Registry Metadata Is Not Promotion Evidence

An internal auditor sits down with the ML platform team and asks one question about a credit-risk model that was promoted last quarter. Not a hard one. Show me what the approver was looking at when they clicked approve. The team pulls up the registry: model version, dataset hash, training run ID, the lineage graph back to the feature store, performance metrics on the holdout slice. All present. All correct. None of it answers the question.

That is the gap this post is about.

The auditor's question the registry cannot answer

Registries are good at one job. They describe artifacts. Weights, hyperparameters, training data references, evaluation metrics, the lineage edges that connect them. A well-run registry will tell you, with hashes, exactly which bytes shipped to production on a given date. That is necessary. It isn't what the auditor is asking for.

The auditor is asking about a decision. Who approved this promotion, on what evidence, against which challenger, with which explanation in front of them, under what risk tier. The registry does not store decisions. It stores objects. The distinction sounds pedantic until you are in the room.

Consider what reviewers actually probe at signoff. Was the challenger's PSI drift report the one generated against the current production population, or the stale one from two weeks earlier? Did the approver see the SHAP summary built from the frozen candidate, or one regenerated afterwards when somebody re-ran the notebook? Was the approval request payload the same one the approver saw in their inbox, or did somebody edit the threshold values after the click? These aren't exotic questions. Reviewers ask them every time.

A registry can tell you the model artifact has SHA a13f…. It cannot tell you which rendering of which explanation artefact the approver had on screen at 14:07 when they clicked. Hashing the model is necessary. The approver's field of view is the missing object.

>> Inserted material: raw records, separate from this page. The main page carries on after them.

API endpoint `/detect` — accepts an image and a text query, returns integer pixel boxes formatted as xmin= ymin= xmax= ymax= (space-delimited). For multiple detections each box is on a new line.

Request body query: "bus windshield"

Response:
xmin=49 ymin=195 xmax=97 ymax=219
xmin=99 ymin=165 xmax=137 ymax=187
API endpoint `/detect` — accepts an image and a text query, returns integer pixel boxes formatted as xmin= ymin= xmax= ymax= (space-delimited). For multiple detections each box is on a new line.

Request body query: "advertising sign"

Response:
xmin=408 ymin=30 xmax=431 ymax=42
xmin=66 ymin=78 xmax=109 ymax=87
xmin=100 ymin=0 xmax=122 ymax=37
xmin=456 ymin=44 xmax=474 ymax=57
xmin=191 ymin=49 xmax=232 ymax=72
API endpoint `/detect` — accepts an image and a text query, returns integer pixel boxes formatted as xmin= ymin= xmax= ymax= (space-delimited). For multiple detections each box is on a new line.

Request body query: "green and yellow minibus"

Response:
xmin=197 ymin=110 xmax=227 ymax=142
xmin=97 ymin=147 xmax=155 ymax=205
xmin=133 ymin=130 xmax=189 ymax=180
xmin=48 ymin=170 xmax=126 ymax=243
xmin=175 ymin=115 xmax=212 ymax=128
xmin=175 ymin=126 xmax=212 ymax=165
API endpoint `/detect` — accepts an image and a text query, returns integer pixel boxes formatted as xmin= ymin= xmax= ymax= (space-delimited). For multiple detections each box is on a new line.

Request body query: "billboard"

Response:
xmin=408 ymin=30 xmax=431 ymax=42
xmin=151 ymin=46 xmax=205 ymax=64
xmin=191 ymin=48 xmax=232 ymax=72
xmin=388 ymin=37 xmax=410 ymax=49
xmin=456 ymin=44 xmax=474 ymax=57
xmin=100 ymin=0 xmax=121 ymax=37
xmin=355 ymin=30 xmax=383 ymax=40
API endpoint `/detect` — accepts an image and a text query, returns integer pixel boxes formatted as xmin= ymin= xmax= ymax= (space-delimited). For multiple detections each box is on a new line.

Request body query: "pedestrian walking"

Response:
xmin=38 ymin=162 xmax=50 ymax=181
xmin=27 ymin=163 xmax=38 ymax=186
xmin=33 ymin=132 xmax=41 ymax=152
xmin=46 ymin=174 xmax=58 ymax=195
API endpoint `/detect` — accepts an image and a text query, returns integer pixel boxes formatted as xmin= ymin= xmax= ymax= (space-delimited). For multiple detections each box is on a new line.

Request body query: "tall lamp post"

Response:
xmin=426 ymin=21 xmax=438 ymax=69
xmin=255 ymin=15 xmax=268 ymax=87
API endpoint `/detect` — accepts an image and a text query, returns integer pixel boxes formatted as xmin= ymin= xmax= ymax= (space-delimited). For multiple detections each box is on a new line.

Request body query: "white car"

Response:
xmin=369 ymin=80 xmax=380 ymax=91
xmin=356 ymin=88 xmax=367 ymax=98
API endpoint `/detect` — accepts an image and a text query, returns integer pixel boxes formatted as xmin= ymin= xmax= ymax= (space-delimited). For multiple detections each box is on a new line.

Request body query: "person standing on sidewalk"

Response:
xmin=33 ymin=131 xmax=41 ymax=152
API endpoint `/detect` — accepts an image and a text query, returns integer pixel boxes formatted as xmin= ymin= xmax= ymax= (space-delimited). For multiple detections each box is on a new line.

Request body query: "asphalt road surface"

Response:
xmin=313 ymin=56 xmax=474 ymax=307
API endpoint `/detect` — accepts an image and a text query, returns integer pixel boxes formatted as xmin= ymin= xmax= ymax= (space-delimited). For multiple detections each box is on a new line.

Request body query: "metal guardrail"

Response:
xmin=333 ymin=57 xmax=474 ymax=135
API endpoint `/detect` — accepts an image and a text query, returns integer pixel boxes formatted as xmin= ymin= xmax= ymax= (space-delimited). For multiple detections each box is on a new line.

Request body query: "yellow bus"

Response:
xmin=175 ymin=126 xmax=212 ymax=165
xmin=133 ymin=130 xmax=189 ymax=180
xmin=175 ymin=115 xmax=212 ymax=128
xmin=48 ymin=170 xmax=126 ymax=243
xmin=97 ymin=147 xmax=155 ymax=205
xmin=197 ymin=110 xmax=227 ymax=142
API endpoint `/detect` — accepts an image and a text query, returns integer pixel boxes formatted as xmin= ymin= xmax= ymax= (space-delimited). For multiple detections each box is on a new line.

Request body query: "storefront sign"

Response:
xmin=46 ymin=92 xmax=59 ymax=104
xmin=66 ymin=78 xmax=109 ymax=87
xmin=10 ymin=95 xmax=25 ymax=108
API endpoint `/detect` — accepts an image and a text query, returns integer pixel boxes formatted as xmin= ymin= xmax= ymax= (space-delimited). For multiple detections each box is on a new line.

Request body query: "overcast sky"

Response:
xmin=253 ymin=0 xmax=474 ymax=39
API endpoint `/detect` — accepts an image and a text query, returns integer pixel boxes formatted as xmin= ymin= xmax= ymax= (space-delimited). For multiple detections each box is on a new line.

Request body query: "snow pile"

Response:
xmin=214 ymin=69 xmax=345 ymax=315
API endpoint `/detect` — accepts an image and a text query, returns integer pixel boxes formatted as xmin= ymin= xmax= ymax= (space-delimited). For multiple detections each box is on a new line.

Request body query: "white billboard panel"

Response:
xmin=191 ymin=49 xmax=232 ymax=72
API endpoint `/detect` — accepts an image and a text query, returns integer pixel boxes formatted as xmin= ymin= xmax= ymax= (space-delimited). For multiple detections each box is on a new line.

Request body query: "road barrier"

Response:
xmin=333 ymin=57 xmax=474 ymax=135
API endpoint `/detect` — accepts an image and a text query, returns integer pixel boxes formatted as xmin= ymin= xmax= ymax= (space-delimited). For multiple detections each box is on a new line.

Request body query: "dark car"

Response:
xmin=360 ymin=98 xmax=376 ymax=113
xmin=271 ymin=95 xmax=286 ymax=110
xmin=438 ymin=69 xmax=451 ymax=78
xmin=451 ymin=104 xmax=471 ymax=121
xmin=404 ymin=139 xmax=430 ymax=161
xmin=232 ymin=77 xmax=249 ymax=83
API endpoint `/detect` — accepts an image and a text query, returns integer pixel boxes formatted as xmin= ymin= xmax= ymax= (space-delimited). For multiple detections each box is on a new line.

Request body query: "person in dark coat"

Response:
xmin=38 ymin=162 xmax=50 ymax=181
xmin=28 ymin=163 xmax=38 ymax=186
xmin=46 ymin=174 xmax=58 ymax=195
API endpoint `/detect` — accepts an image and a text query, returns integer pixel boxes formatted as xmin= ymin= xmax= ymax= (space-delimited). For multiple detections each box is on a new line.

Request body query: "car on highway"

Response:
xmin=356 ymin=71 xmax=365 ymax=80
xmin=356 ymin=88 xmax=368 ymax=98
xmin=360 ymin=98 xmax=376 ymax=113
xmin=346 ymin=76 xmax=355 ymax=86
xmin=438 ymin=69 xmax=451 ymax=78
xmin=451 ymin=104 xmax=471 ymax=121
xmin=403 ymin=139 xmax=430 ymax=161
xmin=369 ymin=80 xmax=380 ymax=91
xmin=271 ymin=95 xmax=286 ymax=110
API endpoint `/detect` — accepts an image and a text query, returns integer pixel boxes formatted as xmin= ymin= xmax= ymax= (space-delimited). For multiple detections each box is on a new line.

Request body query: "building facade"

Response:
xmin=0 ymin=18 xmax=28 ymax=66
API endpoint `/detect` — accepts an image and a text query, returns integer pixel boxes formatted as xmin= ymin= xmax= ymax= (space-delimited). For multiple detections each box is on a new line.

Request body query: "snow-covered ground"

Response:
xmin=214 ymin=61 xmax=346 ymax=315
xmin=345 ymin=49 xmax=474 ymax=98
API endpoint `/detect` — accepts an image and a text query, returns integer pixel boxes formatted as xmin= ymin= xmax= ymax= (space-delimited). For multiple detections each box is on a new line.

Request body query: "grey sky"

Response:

I'll concede the obvious counterargument. Yes, many teams capture some of this in ticketing systems – a Jira approval, a ServiceNow change record, a Slack thread with screenshots. That is evidence of activity, not evidence of state. Activity logs scatter. They get edited. They reference URLs that point to artefacts which have since been regenerated. Reconstructing the approver's view from them is archaeology, and archaeology is not a control.

What belongs in a promotion event

The fix is narrow. One immutable record, written once at signoff, addressable by a single event ID, with six fields:

Frozen model version. The content hash of the candidate artifact, plus the registry version ID. Not a pointer that resolves to whatever the latest is. The hash, captured at signoff.
Challenger comparison. The reference to the incumbent model version and the specific comparison report ID – metric deltas, drift, slice performance – as it existed at the moment of approval. Not a query that re-computes on read.
Approval request payload. The exact serialized request the approver acted on: proposed deployment scope, risk tier, threshold values, rollback plan, the human-readable summary. Whatever was in the box when they said yes.
Approver identity. Authenticated principal, the role under which they approved, and the authentication method. An email string in a free-text field will not survive cross-examination.
Explanation artefact reference. A content-addressed pointer to the SHAP or counterfactual or partial dependence output the approver reviewed. Immutable. Re-runnable from the frozen model and dataset, but not regenerated lazily on read.
Dataset reference. The content-addressed reference to the validation dataset used to produce the metrics and the explanation. Snapshot, not query.

Six fields. One event, append-only.

The shape matters less than the discipline. What matters is that the registry stores the artifact description and the promotion event store holds the decision state, and the registry references the event by ID rather than the other way around. Embedding decision records inside the registry is the version of this idea that fails in eighteen months, when somebody updates a row to fix a typo and the audit trail quietly mutates.

Storage. Boring, load-bearing. Append-only object storage with object lock, or an event log with retention set well past your regulatory horizon. Write once. Reference by ID from the registry entry. If a model version in the registry points to promotion event pe_2024Q3_0481, that ID resolves to the same bytes today, next quarter, three years from now under supervisory review. The registry can evolve. The event cannot.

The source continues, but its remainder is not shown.